De: 9 de maio de 2018, Publicado em Artigos: Energize, por Mike Rycroft, EE Publishers
A radiação refletida e difusa no verso dos módulos solares pode aumentar a potência dos módulos solares sem grandes melhorias na eficiência.
Historicamente, as células solares bifaciais (BF) foram direcionadas para a construção de aplicações fotovoltaicas integradas ou em áreas onde grande parte da energia solar disponível é luz do sol difusa que ricocheteou no chão e objetos adjacentes, ou seja, latitudes extremas e regiões propensas a neve. No entanto, a combinação de picos de eficiência de estabilização de células solares padrão com tela impressa e reduções significativas no custo do vidro solar nos últimos anos, tornando viável o uso do encapsulamento de vidro duplo (DG), levou os módulos solares bifacais de volta ao centro das atenções [2] .
O objetivo da tecnologia BF não é aumentar a eficiência do módulo ou painel solar, mas sim captar mais energia solar por módulo. Ganhos de até 30% são projetados, dependendo de fatores como a refletividade da superfície do solo, altura acima do solo, ângulo de inclinação e vários outros. A radiação recebida pelo módulo consiste em vários componentes:
1. Radiação direta do sol.
2. Radiação difusa indireta causada por partículas de ar, nuvens e outros.
3. Radiação refletida de superfícies próximas ao módulo solar.
A radiação refletida geralmente não é levada em conta nos cálculos de energia solar. Medições de radiação difusa referem-se a fontes de radiação acima do plano horizontal. O método usual de medir a radiação solar usa um piranômetro que é montado horizontalmente e apenas mede a radiação acima do plano horizontal. Mesmo em uma configuração inclinada, o piranômetro não medirá a radiação abaixo do plano de medição (veja a Fig. 1).
Fig. 1: Medição da radiação solar com um piranômetro.
A radiação difusa pode contribuir com uma quantidade substancial da radiação total, mas muito disso não será capturado em um módulo inclinado ou montado horizontalmente. Inclinar o módulo aumenta a intensidade da radiação direta, mas bloqueia uma grande parte da radiação indireta. A radiação difusa é isopropica na natureza, ou seja, tem o mesmo valor, independentemente da fonte, enquanto a radiação refletida dependerá da natureza da superfície que envolve o painel solar, o ângulo da matriz e outros fatores. O painel frontal receberá radiação direta e difusa, a relação depende do ângulo de inclinação do painel.
O lado traseiro do módulo receberá luz de duas fontes:
· Dispersão de campo próximo: radiação refletida direta e difusa.
· Radiação difusa: radiação não refletida diretamente de fontes difusas.
Superfícies diferentes refletem a luz em taxas diferentes e as propriedades refletivas são descritas pelo fator albedo. O albedo descreve a refletividade de uma superfície não luminosa - é determinada pela razão entre a luz refletida da superfície e a radiação incidental. Veja a Tabela 1 para alguns valores de albedo medidos [2]

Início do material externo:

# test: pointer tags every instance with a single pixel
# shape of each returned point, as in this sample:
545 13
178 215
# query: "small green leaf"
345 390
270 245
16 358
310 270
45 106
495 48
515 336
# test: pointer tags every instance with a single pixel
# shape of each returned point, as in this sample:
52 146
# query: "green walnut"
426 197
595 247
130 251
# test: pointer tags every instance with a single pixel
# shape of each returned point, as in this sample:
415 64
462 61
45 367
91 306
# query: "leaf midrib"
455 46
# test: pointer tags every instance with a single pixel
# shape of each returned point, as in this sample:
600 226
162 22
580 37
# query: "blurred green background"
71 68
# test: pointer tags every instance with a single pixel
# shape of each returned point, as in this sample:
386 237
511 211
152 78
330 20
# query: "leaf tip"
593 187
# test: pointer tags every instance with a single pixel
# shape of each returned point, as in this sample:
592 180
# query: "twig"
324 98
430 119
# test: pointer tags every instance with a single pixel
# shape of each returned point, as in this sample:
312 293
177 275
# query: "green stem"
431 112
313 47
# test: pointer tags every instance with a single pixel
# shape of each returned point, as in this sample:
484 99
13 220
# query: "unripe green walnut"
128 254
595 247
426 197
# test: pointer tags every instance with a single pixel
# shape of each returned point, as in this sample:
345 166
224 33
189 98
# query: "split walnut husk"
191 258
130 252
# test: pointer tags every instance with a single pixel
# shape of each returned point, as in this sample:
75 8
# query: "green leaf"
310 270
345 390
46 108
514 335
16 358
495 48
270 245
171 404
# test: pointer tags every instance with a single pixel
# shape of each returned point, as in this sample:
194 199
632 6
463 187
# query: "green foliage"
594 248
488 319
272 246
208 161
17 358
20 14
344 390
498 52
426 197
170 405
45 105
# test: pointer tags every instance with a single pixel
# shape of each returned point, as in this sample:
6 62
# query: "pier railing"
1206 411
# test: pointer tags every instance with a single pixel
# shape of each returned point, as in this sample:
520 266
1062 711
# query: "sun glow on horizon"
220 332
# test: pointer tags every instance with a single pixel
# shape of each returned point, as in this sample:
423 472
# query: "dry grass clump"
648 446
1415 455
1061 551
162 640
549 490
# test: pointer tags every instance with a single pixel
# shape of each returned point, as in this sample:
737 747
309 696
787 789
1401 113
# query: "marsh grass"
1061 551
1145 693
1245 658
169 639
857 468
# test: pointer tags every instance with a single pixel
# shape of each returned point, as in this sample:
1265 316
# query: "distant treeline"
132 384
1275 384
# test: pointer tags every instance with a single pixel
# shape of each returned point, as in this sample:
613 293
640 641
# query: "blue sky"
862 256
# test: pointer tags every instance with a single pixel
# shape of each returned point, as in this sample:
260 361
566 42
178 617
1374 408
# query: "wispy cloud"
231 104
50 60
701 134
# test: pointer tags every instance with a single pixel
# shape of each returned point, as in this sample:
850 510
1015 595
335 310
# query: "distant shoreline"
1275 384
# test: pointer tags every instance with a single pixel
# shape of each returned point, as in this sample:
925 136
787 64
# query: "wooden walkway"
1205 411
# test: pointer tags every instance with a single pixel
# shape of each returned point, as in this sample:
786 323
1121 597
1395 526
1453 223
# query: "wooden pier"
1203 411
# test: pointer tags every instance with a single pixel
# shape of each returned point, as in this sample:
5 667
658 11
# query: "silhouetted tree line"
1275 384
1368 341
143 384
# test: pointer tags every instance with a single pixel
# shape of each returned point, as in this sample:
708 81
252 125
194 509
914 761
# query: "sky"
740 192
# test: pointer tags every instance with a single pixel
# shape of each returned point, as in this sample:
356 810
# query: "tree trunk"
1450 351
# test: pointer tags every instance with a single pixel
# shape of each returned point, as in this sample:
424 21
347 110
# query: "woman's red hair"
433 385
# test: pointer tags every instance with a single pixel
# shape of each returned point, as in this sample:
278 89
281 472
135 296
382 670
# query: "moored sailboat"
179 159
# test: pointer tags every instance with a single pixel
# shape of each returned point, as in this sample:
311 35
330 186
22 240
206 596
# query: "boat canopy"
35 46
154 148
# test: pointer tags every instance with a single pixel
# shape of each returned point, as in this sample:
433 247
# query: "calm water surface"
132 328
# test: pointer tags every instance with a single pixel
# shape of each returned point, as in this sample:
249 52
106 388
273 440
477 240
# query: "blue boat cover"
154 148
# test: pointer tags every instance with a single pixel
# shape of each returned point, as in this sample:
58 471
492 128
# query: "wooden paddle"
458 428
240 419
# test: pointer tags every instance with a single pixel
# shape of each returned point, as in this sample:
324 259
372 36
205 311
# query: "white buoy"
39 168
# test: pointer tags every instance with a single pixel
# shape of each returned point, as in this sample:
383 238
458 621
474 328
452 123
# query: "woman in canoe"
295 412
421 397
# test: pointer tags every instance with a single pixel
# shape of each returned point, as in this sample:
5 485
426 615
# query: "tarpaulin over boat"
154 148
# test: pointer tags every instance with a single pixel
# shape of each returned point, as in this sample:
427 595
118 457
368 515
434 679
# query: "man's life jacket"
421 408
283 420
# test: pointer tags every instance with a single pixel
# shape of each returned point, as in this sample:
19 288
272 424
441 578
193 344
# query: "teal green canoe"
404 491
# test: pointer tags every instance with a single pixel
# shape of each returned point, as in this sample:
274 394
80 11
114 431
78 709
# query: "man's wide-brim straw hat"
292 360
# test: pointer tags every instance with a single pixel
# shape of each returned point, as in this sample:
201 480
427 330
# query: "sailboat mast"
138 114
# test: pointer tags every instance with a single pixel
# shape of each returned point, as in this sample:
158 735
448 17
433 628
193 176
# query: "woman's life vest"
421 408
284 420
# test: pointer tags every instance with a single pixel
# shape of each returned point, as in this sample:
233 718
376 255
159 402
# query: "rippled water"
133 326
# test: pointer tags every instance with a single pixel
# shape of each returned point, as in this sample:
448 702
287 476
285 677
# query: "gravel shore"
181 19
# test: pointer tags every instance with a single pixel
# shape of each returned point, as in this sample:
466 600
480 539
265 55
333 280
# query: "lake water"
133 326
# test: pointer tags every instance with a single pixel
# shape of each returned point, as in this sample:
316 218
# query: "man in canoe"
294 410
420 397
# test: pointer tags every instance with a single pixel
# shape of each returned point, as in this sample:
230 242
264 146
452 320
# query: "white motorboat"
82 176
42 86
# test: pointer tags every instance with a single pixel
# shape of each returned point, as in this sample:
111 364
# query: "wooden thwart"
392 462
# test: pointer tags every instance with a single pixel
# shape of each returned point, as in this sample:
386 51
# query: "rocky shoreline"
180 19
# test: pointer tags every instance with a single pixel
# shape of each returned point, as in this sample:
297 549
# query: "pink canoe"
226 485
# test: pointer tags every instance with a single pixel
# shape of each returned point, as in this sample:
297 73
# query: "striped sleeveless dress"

Tabela 1: Valores de albedo para várias superfícies [4]. | |
Tipo de superfície | Albedo |
Campo verde (grama) | 10 a 25% |
Concreto | 20 - 40% |
Betão pintado de branco | 60 - 80% |
Cascalho branco | 27% |
Material de cobertura branca | 56% |
Membrana de cobertura cinza | 62% |
Membrana de cobertura branca | 80% |
Areia | 20 - 40% |
Areia Branca | 60% |
Neve | 45 - 95% |
agua | 8% |
A relação entre luz difusa e luz direta varia com as condições. Sob baixa radiância devido à nuvem, a porcentagem de luz difusa será maior do que sob condições de sol e o ganho comparado com a PV monofacial pode, portanto, ser maior do que sob condições de sol [5].
Construção de módulos BF
Construção celular
As células fotovoltaicas monofaciais são geralmente construídas com uma camada refletora na face posterior da célula para permitir uma melhor absorção da luz que incide sobre a superfície frontal. Fótons que não são absorvidos na camada frontal podem ser absorvidos na viagem de retorno, aumentando assim a eficiência da célula. Isso significa que os fótons que viajam na direção oposta ao normal podem gerar eletricidade e, se os fótons que caem na face traseira puderem entrar na célula, eles poderão ser usados efetivamente para gerar eletricidade. Isto é conseguido removendo parcialmente a camada refletora, que também atua como um condutor (veja a Fig. 2).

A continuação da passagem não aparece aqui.